First, the market is not a force of nature, like gravity.
Second, it is not like a calculus formula, where you plug in the variables, crank the handle, and voila, predictable results!
It IS a good theory. In a neutral environment, the economic choices people freely make determines costs.
Alas, there is no neutrality. Companies spend major dinero (without any by-your-leave from the owners) in the political and legal process to gain advantage, or hamstring an opponent.
Amazingly, a lot of free-marketeers that avail themselves of the political process go simply rabid when joe citizen tries to get into the game.
Let citizens form together as, say as a RiverWatch group, to keep local waters clean enough to swim and fish in. Watch corporations file SLAPP lawsuits to stop the group ( I guess Bush's tort reform doesn't reform corporate lawyers :angry: ).
Watch the Ken Lays of the world enrich themselves at shareholder expense.
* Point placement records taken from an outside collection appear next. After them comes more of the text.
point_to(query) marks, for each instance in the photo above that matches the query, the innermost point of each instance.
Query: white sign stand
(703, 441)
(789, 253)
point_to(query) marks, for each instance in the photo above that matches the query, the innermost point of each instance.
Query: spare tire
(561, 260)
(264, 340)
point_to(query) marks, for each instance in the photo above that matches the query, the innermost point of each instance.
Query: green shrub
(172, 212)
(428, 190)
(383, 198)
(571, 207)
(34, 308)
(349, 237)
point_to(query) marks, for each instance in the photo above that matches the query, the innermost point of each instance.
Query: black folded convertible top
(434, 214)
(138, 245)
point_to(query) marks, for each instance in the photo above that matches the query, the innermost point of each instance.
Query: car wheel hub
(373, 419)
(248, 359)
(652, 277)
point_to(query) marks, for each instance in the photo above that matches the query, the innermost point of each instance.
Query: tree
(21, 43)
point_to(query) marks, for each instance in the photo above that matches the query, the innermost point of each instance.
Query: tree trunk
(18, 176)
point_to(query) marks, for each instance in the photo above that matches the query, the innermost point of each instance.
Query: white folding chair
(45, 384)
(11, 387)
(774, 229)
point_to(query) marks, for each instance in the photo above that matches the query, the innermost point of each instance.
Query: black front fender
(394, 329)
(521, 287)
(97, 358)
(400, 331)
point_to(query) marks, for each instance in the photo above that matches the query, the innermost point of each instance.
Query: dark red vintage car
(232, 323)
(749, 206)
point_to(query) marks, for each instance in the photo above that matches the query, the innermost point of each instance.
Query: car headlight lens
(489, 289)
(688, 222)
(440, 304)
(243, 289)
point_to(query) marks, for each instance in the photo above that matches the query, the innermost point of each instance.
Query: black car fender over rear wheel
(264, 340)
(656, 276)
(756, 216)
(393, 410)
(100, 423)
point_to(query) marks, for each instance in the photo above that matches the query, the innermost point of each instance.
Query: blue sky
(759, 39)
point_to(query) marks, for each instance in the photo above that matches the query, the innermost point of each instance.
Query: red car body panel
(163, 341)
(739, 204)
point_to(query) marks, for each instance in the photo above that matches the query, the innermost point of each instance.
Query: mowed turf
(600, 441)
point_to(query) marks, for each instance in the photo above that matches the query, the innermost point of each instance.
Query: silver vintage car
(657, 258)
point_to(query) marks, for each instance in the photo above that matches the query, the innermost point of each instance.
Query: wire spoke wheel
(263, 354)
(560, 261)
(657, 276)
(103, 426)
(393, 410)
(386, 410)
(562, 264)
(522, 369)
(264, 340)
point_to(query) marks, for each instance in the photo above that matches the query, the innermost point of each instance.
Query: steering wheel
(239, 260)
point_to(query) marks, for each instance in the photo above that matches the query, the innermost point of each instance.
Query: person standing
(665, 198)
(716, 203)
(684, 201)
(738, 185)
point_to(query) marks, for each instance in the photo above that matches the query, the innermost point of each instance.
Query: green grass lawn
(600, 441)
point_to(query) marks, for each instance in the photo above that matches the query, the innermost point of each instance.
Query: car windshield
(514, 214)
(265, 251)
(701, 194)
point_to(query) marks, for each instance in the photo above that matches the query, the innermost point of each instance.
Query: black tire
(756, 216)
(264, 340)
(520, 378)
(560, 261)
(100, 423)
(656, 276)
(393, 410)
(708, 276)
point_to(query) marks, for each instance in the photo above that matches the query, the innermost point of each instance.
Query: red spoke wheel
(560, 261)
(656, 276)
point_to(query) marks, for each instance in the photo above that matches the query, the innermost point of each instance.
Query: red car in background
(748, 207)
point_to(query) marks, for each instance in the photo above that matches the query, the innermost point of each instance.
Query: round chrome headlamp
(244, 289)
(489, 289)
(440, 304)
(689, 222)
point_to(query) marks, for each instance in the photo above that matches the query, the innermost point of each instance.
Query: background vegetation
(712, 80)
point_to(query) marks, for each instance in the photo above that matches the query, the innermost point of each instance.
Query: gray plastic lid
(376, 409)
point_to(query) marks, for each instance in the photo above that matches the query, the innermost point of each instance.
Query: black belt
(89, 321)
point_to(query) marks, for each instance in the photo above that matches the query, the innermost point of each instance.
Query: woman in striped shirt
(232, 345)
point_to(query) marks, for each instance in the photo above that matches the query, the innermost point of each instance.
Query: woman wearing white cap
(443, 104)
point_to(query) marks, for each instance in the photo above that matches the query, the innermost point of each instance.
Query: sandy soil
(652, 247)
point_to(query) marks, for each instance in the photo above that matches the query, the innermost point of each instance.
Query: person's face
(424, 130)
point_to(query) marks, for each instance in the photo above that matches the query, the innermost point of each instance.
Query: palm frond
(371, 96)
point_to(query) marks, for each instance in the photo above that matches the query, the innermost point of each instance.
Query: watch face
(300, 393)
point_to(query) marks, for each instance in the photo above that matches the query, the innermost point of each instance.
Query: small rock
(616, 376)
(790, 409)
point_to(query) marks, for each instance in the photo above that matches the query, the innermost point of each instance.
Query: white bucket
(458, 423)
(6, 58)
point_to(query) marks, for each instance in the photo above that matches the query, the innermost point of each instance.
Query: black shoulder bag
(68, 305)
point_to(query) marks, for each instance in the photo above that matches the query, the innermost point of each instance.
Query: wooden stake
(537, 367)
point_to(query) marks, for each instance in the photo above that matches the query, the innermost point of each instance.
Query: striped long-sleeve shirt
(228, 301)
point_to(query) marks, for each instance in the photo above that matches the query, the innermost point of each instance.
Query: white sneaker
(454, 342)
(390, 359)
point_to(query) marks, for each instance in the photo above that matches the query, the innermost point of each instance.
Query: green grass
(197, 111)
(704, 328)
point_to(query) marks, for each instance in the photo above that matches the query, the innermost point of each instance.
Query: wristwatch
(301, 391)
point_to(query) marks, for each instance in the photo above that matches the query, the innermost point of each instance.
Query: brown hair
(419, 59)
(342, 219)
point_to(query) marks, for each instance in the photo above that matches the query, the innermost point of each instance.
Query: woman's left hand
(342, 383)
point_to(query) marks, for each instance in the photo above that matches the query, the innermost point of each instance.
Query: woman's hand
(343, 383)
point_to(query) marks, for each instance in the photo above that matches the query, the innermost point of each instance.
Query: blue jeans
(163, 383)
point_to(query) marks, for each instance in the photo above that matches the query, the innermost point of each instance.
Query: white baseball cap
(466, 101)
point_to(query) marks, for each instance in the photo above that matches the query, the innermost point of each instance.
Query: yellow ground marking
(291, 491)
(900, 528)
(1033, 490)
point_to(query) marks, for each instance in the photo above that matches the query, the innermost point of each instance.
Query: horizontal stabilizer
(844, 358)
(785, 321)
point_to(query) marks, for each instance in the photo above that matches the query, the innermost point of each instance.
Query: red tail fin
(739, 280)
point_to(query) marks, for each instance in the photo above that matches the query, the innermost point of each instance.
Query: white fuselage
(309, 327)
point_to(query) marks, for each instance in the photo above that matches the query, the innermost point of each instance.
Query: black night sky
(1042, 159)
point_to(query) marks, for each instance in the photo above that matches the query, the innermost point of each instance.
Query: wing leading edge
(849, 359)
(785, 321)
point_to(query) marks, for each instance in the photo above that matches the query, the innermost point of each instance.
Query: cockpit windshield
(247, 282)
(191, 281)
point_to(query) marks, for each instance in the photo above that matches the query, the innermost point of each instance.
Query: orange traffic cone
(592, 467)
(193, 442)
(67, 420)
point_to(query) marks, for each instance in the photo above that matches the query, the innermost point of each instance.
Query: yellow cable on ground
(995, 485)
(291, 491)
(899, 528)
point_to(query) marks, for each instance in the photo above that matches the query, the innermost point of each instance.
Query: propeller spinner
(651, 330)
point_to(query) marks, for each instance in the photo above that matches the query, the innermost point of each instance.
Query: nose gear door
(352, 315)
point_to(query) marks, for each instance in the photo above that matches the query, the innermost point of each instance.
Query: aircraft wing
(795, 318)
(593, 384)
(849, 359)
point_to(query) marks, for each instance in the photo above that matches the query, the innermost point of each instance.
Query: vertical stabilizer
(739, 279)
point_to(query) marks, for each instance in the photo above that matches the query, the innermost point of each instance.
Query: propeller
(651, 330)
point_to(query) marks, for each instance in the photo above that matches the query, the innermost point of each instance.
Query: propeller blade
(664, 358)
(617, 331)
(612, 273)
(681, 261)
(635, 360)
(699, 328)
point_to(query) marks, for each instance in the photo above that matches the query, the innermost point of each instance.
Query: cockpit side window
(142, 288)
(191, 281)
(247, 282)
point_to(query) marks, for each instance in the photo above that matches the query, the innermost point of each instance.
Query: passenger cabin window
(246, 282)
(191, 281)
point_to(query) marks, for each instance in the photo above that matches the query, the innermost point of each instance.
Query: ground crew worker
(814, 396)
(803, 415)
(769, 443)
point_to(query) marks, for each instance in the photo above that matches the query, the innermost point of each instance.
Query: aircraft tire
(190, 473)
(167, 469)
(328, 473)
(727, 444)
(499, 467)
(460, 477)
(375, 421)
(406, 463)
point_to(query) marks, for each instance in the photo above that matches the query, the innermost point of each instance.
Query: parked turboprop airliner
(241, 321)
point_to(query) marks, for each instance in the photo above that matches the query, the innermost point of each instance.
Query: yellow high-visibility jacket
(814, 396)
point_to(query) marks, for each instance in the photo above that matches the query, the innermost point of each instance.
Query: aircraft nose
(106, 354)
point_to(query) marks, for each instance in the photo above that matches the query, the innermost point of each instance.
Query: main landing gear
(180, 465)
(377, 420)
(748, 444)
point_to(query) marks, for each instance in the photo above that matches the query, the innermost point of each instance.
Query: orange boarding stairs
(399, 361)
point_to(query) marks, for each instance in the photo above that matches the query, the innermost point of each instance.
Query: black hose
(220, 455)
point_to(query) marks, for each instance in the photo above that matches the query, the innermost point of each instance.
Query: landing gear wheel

Watch the owners, like CALPERS, try to make management and the board accountable. Watch management and the board ignore CALPER's vote of no confidence, saying they will take the results "under advisement."
Watch Haliburton, AS WE SPEAK, trade with Iran (which is illegal) thru a sham subsidiary. Accountability, anyone?
While a free market is a nice idea, as it is currently described, it does not do justice to accountability. Free marketeers say the market will eventually correct a bad deal, and in the meanwhile caveat emptor. The problem is, while we're waiting for 'eventually' to arrive, people can (with apologies to Keynes) die, environment can be irrepairably damaged, and life savings can vanish.
Moreover, for the ideal free market to work, transactions must be transparent. It is plain to see from the Enron's and Arthur Andersen's of the world that the year of jubilee is not yet upon us.
In the real world, corporations are playing with some sharp elbows to maximize, at any and all costs, profits.
Having read about the 1930's, I have no desire to experience them, and am rooting for joe citizen to throw an elbow or two for himself.